Operating Costs: 80% of revenue instead of 70% (I add servicing debt of 10%)
Corporate Tax: 25%
Capital Expenditures: RM1.2 billion +5%/year (not factoring addition of subsidiaries)
Depreciation: RM600 million +5%/year
Working Capital Cost: +2%/year as assets grow as much as liabilities
Discounted Rate: 5% (with so much debts I cannot get a 10% rate with reasonable risk premium added in)
YTL Power International Bhd is fairly valued at RM2.25. The current trading price of RM2.39 put it slightly an expensive purchase. If I put the optimistic 8% revenue growth rate it is valued at RM2.92. The P/E ratio of YTLPOWER is at 14.30 with Industry at 14.11 while sector at 8.94. In my opinion still fairly valued at time of writing.

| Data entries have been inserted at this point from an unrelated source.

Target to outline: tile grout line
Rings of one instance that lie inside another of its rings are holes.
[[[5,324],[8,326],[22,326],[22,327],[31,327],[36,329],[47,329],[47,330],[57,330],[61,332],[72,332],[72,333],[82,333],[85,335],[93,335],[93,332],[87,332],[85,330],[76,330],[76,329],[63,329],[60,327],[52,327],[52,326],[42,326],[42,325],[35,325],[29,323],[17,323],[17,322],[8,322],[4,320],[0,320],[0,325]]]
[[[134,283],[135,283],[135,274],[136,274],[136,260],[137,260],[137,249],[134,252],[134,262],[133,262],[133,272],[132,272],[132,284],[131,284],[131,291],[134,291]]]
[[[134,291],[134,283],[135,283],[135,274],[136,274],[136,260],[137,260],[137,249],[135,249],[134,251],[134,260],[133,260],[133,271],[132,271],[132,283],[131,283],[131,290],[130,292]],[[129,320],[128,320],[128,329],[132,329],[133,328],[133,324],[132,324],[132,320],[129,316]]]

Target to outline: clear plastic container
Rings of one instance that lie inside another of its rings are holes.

Not bad performance but still subject to economic cycles |
Conclusion
The only problem with YTLPOWR is its debts. Because of its aggressive expansions it will take a lot of time to repay them all. But looking back at its expansions, they have good track record with all their purchases that has been able to give absolutely good returns. In the case of Wessex Water which is now the largest profit contributor and also the recent purchase of PowerSeraya in Singapore.With another RM6 bil in cash and deposit, I wonder if YTLPOWR will still be looking out for more acquisition of utility assets. Are they truly that aggressive? I have less thoughts of its competition because they operate mainly overseas and that makes it more difficult for me to analyse the others.

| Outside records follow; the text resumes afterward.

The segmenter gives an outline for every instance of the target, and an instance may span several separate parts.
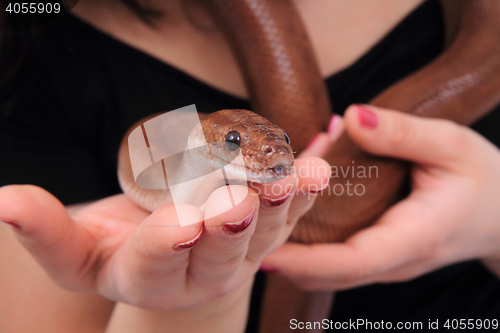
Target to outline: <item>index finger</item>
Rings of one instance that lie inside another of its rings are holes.
[[[421,219],[421,212],[418,204],[403,201],[345,243],[288,243],[268,255],[264,263],[306,289],[343,289],[375,282],[388,271],[435,250],[434,230],[420,230],[413,223]],[[389,223],[395,216],[408,218],[405,223]]]
[[[361,119],[370,118],[371,125]],[[460,167],[473,152],[473,132],[443,119],[428,119],[375,106],[353,105],[345,114],[347,132],[363,150],[445,169]]]

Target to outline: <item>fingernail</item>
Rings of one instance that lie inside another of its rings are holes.
[[[17,230],[21,230],[21,226],[15,222],[11,222],[11,221],[4,221],[4,220],[0,220],[0,222],[3,222],[3,223],[6,223],[10,226],[13,226],[14,228],[16,228]]]
[[[335,134],[337,134],[336,129],[337,129],[337,125],[339,123],[339,120],[340,120],[340,116],[338,114],[334,114],[332,116],[332,118],[330,119],[330,123],[328,124],[328,129],[327,129],[327,133],[330,137],[333,137],[333,136],[335,136]]]
[[[313,147],[315,144],[316,144],[316,141],[318,141],[319,139],[319,136],[320,136],[320,133],[317,133],[312,139],[311,141],[309,141],[309,144],[307,145],[307,147],[305,148],[306,150],[307,149],[310,149],[311,147]]]
[[[292,195],[292,192],[293,192],[293,186],[290,186],[288,192],[281,198],[271,199],[267,197],[260,197],[260,202],[267,207],[280,206],[286,202],[286,200],[290,197],[290,195]]]
[[[318,188],[309,188],[309,193],[311,194],[316,194],[316,193],[320,193],[320,192],[323,192],[324,190],[326,190],[326,188],[328,187],[328,184],[329,183],[326,183],[325,186],[323,186],[322,188],[318,189]]]
[[[200,230],[200,232],[198,233],[198,235],[195,238],[191,239],[190,241],[184,242],[184,243],[175,244],[172,248],[174,250],[177,250],[177,251],[190,249],[194,246],[194,244],[198,243],[198,241],[201,238],[202,233],[203,233],[203,228]]]
[[[377,127],[378,118],[375,113],[360,104],[356,104],[356,109],[358,110],[358,121],[361,127],[368,129],[374,129]]]
[[[268,264],[260,264],[259,270],[265,273],[278,273],[278,269]]]
[[[252,223],[254,213],[255,213],[255,208],[252,210],[250,215],[245,217],[242,221],[235,223],[224,223],[223,224],[224,230],[230,235],[242,232],[243,230],[248,228],[250,223]]]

Nevertheless there are others IPPs in Malaysia such as Sime Darby, Tanjong PLC and MRCB which are also big in size except for MRCB. The common problem between all IPPs is not competition but windfall tax from the Malaysian government & for the govt's plans to renegotiate Tenaga's power-buying contracts with IPPs to reduce TNB's financial strain. Currently TNB has to purchase all the power produced by all the IPPs regardless of demand.

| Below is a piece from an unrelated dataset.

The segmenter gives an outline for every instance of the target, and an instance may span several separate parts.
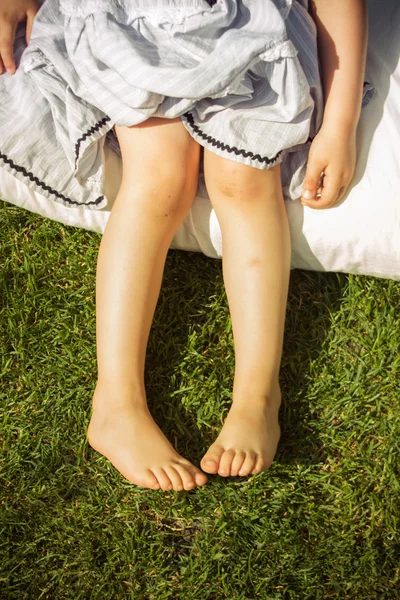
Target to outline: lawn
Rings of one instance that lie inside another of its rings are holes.
[[[293,270],[272,467],[155,492],[86,440],[100,235],[0,204],[1,600],[400,598],[400,282]],[[169,251],[146,369],[198,466],[231,401],[221,261]]]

As we all know that our govt is very famous of their U-turn driving style, saying one thing today and changing 180 the next day. This could be the reason why YTLPOWR pays less attention to its local operations and focuses more overseas. I also do not fancy such stuffs from our government, problem la.
The only way I see it, YTLPOWR has to continue to acquire more assets to improve revenue rates but as a heavy debt laden company I do not foresee a day when its DE ratio will ever be less than 0.5. There is no question that YTLPOWR share performance & high dividend yield has been on the uptrend since it ventured more into overseas. If you can handle the heat from the debts it has, then go ahead click purchase haha. For me, it is not my cup of tea :)
1 comment:
interesting read, its been some time since then and YTL Power has gone down from a high of 2.9 to 1.6 hit by the fact that many worried it wont be able to continue the PPA after 2015. I agreed that the local business is not their core, i think it was less than 20% and the current price makes it an attractive buy.